Potential bug in simulation with fixed covariates and parameter uncertainty

frbrz commented 3 years ago

Hi,

Thanks for this great package.

I am using RxODE to simulate a population with uncertainty in their population parameters. I am interested in the scenario where baseline covariates are fixed across simulations and I am getting some strange results, as covariates do not appear to remain constant for the same id in different sim.id.

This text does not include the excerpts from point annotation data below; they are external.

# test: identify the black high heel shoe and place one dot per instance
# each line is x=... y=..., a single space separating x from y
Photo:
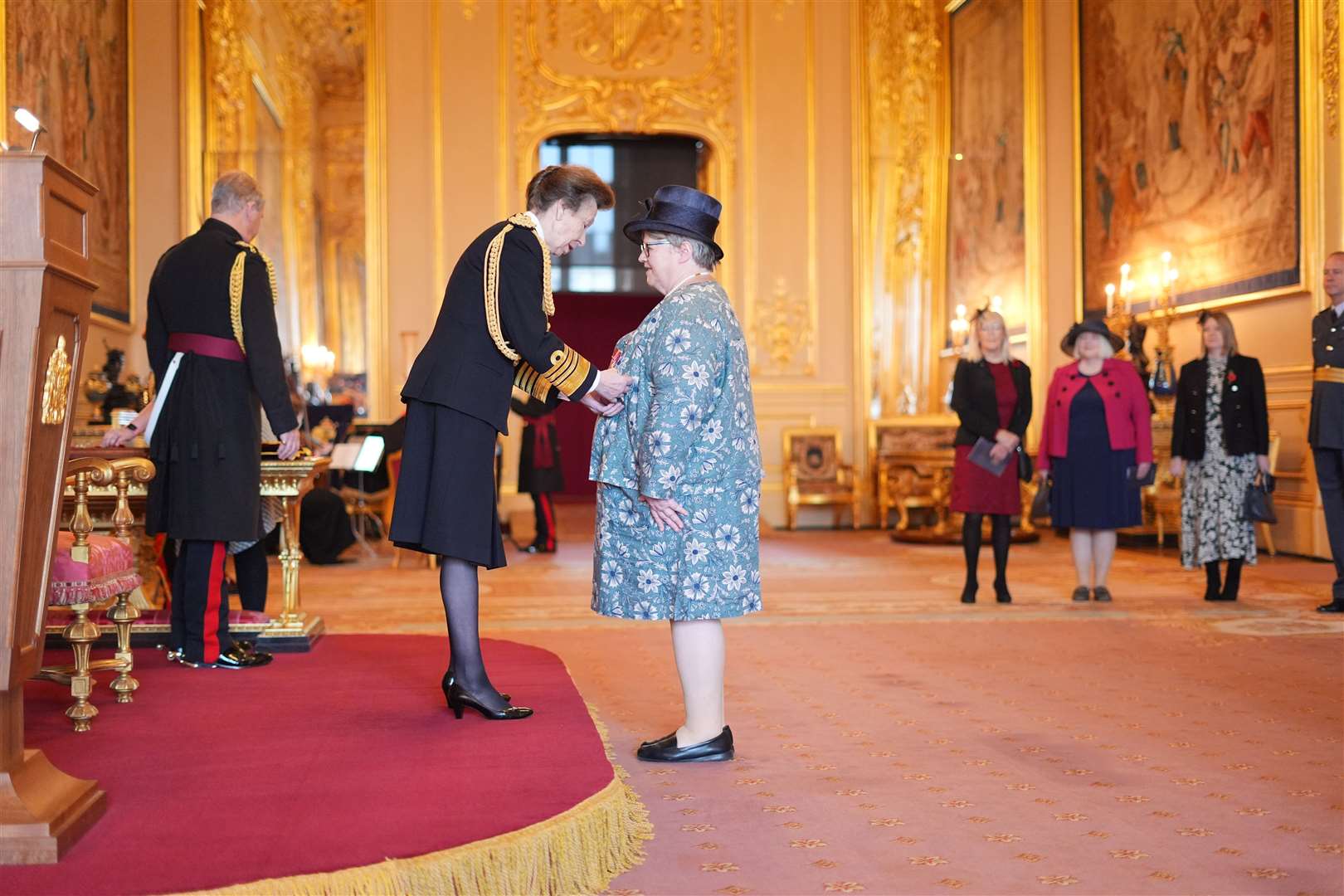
x=460 y=700
x=448 y=683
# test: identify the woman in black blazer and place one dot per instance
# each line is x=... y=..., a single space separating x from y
x=1220 y=441
x=991 y=392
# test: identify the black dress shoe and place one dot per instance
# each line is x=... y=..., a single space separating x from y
x=460 y=700
x=665 y=750
x=231 y=659
x=448 y=683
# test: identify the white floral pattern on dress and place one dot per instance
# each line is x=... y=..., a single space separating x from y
x=1213 y=501
x=687 y=431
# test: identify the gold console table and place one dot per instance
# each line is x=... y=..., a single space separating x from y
x=288 y=481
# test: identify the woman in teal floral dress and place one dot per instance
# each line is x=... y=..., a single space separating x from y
x=679 y=470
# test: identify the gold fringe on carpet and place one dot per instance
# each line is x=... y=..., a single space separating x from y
x=580 y=850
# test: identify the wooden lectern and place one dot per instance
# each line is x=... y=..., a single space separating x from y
x=43 y=321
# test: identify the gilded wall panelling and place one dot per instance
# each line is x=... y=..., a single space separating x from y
x=647 y=66
x=782 y=327
x=898 y=60
x=1331 y=65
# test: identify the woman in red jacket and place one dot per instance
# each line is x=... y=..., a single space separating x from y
x=1096 y=441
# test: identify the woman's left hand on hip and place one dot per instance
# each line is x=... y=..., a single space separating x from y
x=667 y=512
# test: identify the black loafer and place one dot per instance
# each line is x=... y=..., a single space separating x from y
x=665 y=750
x=236 y=659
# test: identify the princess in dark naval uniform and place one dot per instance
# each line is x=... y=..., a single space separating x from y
x=492 y=334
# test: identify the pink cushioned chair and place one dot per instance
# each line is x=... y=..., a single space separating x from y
x=95 y=568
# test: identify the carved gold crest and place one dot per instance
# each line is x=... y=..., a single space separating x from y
x=54 y=390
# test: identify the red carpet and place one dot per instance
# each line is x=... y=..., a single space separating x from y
x=334 y=759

I have attached a minimal reproducible example, based on the simulation article ( https://nlmixrdevelopment.github.io/RxODE/articles/RxODE-sim-var.html#simulation-from-inverse-wishart-correlations-1).

Side note: I think I noticed a typo on the webpage. In the Rx1 model, cl is defined as: cl <- tcl*(1+crcl.cl*(CLCR-65)) * exp(eta.v) should eta.v be replaced by eta.cl?

Back to the problem: I want to simulate 100 individuals, 10 times with the same covariates. I am using the iCov argument in the solve function. I have tried three different approaches, which I believe should give the same results (see code below for more details):

Define a data.frame with id = 1:100 and the baseline covariates. I obtain an error 'nSub'*'nStud' does not match the number of subjects in 'iCov'.
Define a data.frame with id = 1:100 and the baseline covariates and repeat it 10 times. In the solve object obtained the baseline covariate (e.g WT) changes value for each id. I would have expected the covariate to remain constant for each id.
Define a data.frame with id = 1:(100 * 10) assuming id 1, 101, 201 etc have the same covariates. The solve object obtained has very stange baseline covariate values (e.g. e-320). My impression is that all ids > 100 are somehow ignored.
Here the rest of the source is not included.